Thirdly, there is a 'disconnect' of information lag. Whatever research that was based upon by businesses were largely outdated, done many years ago on old equipment and tests. In other words, many businesses are still using research information based on old findings many years ago as a basis for their existing operations.
• “The current recommended maximum exposure guidance level for man-made radio frequency radiation that is used worldwide is over a trillion times the natural level that we were exposed to less than a hundred years ago. The last national survey of radio frequency radiation was conducted three decades ago.” (21)
Fourthly, there is a ‘disconnect’ in terms of the research purpose.
- “The problem that has arisen around cell phones is that the science machin, the system that produces research papers and conferences and dissertations, has become disconnected from the reasons why we study radio frequency radiation. We experiment on animals in order to prevent future human harm, not in order to prove why past damage has already occurred.” (57)
Fifthly, there is a 'disconnect' in terms of a paradigm shift needed.
I agree with Davis's call for a paradigm shift with regards to safety considerations by the cell-phone industry. Do not wait for the problem to surface before taking any action. Do not assume things are ok unless otherwise. Do not wait until it is too late before doing something about it. There is still time for all to do something about it.

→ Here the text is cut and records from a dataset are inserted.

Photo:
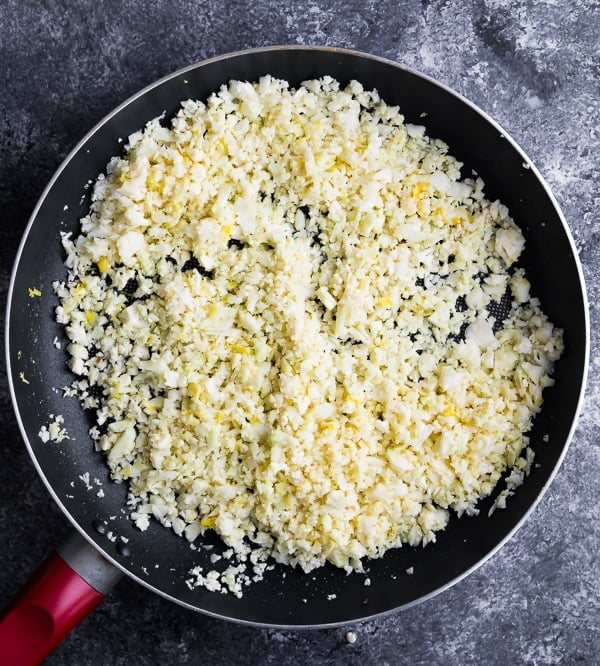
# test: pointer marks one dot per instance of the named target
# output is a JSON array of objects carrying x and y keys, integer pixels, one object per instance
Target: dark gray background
[{"x": 534, "y": 66}]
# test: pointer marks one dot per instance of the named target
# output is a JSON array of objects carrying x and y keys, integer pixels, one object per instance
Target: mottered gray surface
[{"x": 535, "y": 67}]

Sixthly, there is a disconnect in terms of people's desire for convenience versus people's awareness of health risks.
Finally, the author makes a good attempt to try to RECONNECT public concerns with prudent usage. Davis gives a helpful list of resources, and things to do in the Appendix. Tips like wearing a headset, keeping phones in the bag, using phones only when the signal quality is high, text rather than speak, and other safety acts.
I recommend this book highly as a call to action. Vote with our wallets to make sure that businesses recognize public concerns. Start by reading this book.